From what we can tell, while Peter was in Antioch, he was fellowshipping and sharing meals with Gentile Christians, as he had already come to understand that “the dividing wall of hostility” had been broken down (Eph. 2:14) and in Christ the Gentiles and Jews were one new man (Eph. 2:15). The old divisions of the ritual laws and cleanliness laws were no longer valid, Christ had come and He is our peace (think back to this past Sunday’s sermon).
Yet, when some Jews from Jerusalem showed up, Peter seems to have gotten cold feet… somehow he felt uncomfortable because he knew that these “men from James” wouldn’t like that Peter was eating with the “uncircumcised.” Suddenly, the law (and not Christ alone) was the dividing line. Once again, Peter was separated from his Gentile brothers and sisters in Christ.
Paul would not just stand by and let this go because it went to the very heart of the Gospel. Galatians 2:21, the last line of this chapter reveals the central concern Paul had:
“I do not nullify the grace of God, for if righteousness were through the law, then Christ died for no purpose.”
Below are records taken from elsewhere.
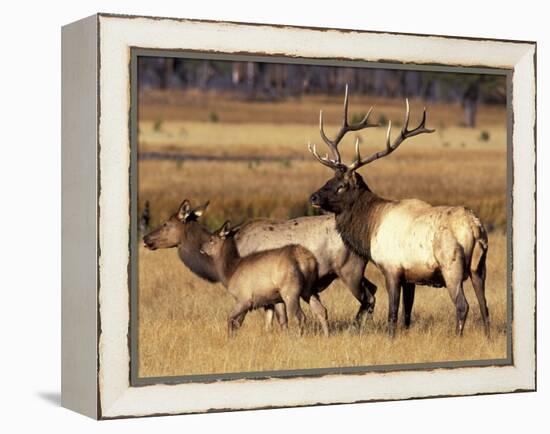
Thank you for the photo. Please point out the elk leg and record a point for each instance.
(236, 318)
(451, 261)
(478, 282)
(269, 310)
(361, 288)
(394, 293)
(320, 312)
(294, 310)
(408, 301)
(280, 312)
(456, 291)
See, for Paul, Peter’s actions were saying that Christ and His life, death, resurrection, and ascension were not enough. Gentiles still needed the law to be “righteous” or “clean”. If they still needed the law, what was the point of Christ?
No, Paul realized that adding anything to Christ for righteousness is nullifying the grace of God. In other words, if salvation comes to us by anything we do, any of our works, our relations, our efforts… we are no longer saved by grace. And if no longer saved by grace, Christ’s death is without purpose. Wow!
How concerned are we to keep the focus where it ought to be, on Christ alone? How aware are we of the glory of the grace of God in Christ? That the salvation we have is a gift and if try to add anything to this gift as necessary for our salvation, we’ve made His work obsolete?
It’s no surprise that Paul opens Galatians 3 with this rebuke:
“O foolish Galatians! Who has bewitched you? . . . Let me ask you only this: Did you receive the Spirit by works of the law or by hearing with faith?”
May the work of Christ continue to be magnified in our hearts so that we live by faith each and every day.